Ülke olarak ilginç bir yapımız var. Nereye bir hizmet yapılacak olsa mutlaka karşı çıkanlar oluyor. Demokratik bir ülkede elbette herkes fikrini özgürce ifade edecektir. Buna bir sözümüz yok. Ama güya konunun uzmanı olduğunu iddia edenler, anlaşılması güç garip açıklamalar yapınca insanın garibine gidiyor.
Özellikle seçimlerin yaklaşmasıyla beraber bu tip "istemezükçü" açıklamaları daha çok duyacağa benziyoruz. Bu aralar revaçta olan stadyuma karşı çıkmak.
Ana görüş yeni yapılacak stadyumun şehir trafiğini ve o bölgeyi felç edeceği. Ben başka bir şehirde mi yaşıyorum acaba? Bizim kentimizin trafiği zaten felç değil mi? Hem de yıllardan beri. Stadyuma karşı çıkanlar acaba kaç kere çıkıp da raylı sistem demişler? Trafik yükünü azaltmak için şu şu önlemleri alalım demişler? Kaç tanesi halkı bisiklete yönlendirelim demiş? Kaç tanesi toplu ulaşımı eleştirmiş?

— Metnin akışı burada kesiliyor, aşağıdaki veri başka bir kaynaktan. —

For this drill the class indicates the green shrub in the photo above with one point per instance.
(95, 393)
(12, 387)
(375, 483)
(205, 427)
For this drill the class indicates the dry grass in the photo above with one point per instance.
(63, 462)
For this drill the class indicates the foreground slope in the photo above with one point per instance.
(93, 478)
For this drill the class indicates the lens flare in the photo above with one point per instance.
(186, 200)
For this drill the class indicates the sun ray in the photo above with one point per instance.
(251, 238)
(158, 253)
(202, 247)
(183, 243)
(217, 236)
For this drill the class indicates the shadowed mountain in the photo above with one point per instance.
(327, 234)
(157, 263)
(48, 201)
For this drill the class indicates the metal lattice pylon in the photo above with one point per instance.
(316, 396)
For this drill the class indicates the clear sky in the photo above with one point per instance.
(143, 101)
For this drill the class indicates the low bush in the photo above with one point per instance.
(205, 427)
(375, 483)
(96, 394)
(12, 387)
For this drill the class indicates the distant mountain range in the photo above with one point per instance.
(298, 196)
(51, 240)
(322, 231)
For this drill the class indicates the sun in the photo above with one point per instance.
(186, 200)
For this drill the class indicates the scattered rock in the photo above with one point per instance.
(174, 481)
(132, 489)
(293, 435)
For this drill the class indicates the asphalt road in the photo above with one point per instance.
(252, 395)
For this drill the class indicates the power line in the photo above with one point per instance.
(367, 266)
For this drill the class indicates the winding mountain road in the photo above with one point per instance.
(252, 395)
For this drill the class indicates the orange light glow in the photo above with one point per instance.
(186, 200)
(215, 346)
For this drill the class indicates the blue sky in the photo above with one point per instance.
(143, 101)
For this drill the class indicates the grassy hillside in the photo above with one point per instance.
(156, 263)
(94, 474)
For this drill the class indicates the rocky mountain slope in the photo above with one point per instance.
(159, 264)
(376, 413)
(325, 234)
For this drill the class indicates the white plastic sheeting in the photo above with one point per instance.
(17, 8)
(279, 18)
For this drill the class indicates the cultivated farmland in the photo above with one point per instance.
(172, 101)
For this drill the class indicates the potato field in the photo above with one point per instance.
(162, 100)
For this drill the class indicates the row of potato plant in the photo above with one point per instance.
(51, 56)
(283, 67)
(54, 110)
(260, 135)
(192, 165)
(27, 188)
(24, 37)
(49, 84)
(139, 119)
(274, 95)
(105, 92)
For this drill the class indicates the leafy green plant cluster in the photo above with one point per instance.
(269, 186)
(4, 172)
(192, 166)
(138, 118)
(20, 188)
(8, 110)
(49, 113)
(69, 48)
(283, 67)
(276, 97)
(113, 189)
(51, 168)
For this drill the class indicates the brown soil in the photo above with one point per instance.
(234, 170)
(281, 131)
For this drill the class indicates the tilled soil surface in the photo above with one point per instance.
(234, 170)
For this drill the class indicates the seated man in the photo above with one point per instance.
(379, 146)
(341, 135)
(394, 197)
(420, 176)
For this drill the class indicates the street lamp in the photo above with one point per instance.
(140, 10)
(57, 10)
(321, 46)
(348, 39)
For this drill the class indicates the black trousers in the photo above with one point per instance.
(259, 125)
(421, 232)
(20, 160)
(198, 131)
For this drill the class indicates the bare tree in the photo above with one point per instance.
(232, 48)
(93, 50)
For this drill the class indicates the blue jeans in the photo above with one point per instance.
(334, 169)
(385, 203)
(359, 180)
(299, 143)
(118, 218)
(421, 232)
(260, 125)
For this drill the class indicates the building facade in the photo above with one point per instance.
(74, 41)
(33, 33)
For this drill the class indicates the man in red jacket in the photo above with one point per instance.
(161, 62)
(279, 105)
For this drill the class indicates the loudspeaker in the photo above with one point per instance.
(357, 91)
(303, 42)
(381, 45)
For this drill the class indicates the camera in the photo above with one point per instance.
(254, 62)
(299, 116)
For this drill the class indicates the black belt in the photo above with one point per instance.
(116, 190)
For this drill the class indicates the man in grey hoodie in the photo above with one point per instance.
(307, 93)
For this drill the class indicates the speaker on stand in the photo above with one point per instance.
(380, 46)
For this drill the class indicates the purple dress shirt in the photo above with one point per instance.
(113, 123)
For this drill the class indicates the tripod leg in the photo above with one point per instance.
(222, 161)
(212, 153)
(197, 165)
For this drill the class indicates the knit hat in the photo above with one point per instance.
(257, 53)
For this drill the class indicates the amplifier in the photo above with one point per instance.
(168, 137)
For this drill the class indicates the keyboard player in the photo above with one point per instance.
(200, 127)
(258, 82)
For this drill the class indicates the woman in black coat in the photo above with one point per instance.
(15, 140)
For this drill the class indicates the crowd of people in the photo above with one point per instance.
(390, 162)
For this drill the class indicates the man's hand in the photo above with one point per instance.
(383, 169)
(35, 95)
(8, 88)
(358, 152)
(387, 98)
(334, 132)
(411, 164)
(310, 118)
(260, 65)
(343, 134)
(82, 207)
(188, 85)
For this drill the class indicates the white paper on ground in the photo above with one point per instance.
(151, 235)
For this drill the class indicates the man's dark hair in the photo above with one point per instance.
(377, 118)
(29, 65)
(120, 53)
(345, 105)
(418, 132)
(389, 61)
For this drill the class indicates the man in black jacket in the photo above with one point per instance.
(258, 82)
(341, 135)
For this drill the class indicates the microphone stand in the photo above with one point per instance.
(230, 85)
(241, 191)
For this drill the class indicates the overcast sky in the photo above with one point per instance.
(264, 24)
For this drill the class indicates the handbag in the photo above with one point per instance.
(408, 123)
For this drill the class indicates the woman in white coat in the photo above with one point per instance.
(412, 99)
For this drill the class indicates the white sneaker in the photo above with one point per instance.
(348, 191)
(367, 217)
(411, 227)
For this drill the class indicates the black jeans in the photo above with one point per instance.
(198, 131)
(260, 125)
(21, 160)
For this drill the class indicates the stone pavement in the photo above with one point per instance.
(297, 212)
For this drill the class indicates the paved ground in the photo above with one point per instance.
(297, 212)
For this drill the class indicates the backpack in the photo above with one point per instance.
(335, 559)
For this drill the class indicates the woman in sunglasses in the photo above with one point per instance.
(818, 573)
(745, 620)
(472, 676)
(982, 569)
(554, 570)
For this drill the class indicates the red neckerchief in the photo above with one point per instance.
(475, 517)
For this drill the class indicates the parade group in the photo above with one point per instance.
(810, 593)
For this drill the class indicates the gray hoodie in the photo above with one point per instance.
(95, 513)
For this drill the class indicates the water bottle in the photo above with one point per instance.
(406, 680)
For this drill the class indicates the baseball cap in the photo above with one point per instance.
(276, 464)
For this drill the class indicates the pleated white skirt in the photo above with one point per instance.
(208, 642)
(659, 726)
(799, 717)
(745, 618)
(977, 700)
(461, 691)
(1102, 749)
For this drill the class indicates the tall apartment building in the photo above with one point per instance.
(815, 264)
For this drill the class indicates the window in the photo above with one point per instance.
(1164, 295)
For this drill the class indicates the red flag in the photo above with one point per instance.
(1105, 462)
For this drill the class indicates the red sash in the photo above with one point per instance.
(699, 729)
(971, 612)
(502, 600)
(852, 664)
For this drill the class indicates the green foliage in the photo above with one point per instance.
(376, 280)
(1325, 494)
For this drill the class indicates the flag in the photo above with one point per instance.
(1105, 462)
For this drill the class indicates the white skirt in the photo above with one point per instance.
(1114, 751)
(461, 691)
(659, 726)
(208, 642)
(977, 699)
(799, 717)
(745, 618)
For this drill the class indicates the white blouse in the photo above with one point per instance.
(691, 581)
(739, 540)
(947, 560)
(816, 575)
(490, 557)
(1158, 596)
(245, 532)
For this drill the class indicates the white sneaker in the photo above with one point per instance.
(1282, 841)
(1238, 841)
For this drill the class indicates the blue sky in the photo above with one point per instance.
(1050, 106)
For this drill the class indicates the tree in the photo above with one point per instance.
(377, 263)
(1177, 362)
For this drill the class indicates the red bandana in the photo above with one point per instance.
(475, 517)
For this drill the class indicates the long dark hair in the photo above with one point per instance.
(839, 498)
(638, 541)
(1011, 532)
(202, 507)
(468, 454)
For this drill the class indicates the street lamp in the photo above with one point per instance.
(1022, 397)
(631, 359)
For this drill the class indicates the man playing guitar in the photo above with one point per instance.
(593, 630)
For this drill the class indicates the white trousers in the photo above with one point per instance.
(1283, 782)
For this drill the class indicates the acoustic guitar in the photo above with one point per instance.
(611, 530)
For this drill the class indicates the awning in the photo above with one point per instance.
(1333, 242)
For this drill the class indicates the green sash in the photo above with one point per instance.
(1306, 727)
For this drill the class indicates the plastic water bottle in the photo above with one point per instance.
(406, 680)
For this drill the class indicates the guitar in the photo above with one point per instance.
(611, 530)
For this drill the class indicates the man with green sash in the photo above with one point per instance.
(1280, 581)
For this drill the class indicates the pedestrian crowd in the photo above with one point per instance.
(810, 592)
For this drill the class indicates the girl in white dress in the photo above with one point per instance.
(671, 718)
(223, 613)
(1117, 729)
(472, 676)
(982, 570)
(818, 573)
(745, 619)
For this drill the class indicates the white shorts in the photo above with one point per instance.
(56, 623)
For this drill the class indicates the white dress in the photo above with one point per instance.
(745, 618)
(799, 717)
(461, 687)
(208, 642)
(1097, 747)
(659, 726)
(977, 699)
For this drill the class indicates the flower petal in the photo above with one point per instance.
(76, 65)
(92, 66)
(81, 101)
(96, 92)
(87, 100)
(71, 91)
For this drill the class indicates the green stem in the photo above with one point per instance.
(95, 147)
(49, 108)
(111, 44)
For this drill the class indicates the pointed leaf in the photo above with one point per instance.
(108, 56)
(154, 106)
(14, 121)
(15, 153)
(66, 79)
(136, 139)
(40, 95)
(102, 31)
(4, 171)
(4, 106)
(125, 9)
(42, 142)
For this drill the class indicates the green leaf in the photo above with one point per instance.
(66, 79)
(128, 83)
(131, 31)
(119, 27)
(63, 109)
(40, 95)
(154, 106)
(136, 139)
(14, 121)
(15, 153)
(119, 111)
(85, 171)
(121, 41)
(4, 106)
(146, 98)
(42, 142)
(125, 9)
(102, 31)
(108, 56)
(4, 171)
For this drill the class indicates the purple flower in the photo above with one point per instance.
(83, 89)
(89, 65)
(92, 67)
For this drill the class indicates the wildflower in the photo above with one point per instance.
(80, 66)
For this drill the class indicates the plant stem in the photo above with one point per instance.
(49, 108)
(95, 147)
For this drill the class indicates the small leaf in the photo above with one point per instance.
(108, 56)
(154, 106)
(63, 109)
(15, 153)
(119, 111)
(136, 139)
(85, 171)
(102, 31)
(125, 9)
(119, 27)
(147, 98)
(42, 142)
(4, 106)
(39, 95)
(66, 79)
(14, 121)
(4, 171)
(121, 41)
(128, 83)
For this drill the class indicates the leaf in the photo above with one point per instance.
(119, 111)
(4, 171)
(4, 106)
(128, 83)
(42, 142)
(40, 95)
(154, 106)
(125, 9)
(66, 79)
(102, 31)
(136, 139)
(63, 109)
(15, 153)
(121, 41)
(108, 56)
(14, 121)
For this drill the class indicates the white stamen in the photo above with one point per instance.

Stadın otopark alanının yetersiz olduğu söyleniyor. İşte tipik popülist otomobil odaklı zihniyet. Kendileri arabadan inmeyenler elbette ki araba odaklı bakacaklar olaya. Peki kim dedi herkesin oraya araba ile gideceğini? Öte yandan toplu ulaşımı kullanan vatandaşlara kentimizde adam gibi bir toplu ulaşım hizmeti veriliyor mu? Nedense açıklamalarda bu konuya hiç değinilmiyor. Deseler ki kentimizin toplu ulaşımı bu stada ulaşımı sağlayacak güzellikte değil. O zaman anlayacağım.
Statların şehir dışına kurulması gerektiğini savunmak da ayrı bir kafa yapısının ürünü. Tabi oraya ulaşılmayacak, uçularak gidilecek. O yüzden mümkün olduğunca uzağa yapalım. Aynen tozu halının altına süpürmek gibi. Ne kadar gözümüzün önünde olmazsa o kadar iyi. Zaten iki haftada bir iki saatliğine kullanılacak mekanı yakına yapmanın ne alemi var.
Stadın yanına AVM yapılmasına karşı çıkmayı da anlayamıyorum. Gerekirse yapılır. Ne var bunda? Her yerimiz AVM zaten. Madem trafik felç olacak AVM trafiğin felç olmasını engeller çünkü insanlar tam maç saatinde stada yığılmak yerine aralıklarla bölgeye giderler. AVM'lerin geniş otoparkları olur vatandaşlar araçlarını oraya park ederler.
Tüm bunları ötesinde bana asıl ilginç gelen güya kentimizin kanaat önderi olan kesimlerin onca sorunlarımız dururken böyle şeylere karşı çıkmaları. Kentimizin asıl sorununun yapılanlar değil yapılmayanlar olduğunu görememeleri. Ve bir günden bir güne çıkıp da "şu" yapılsın dememeleri.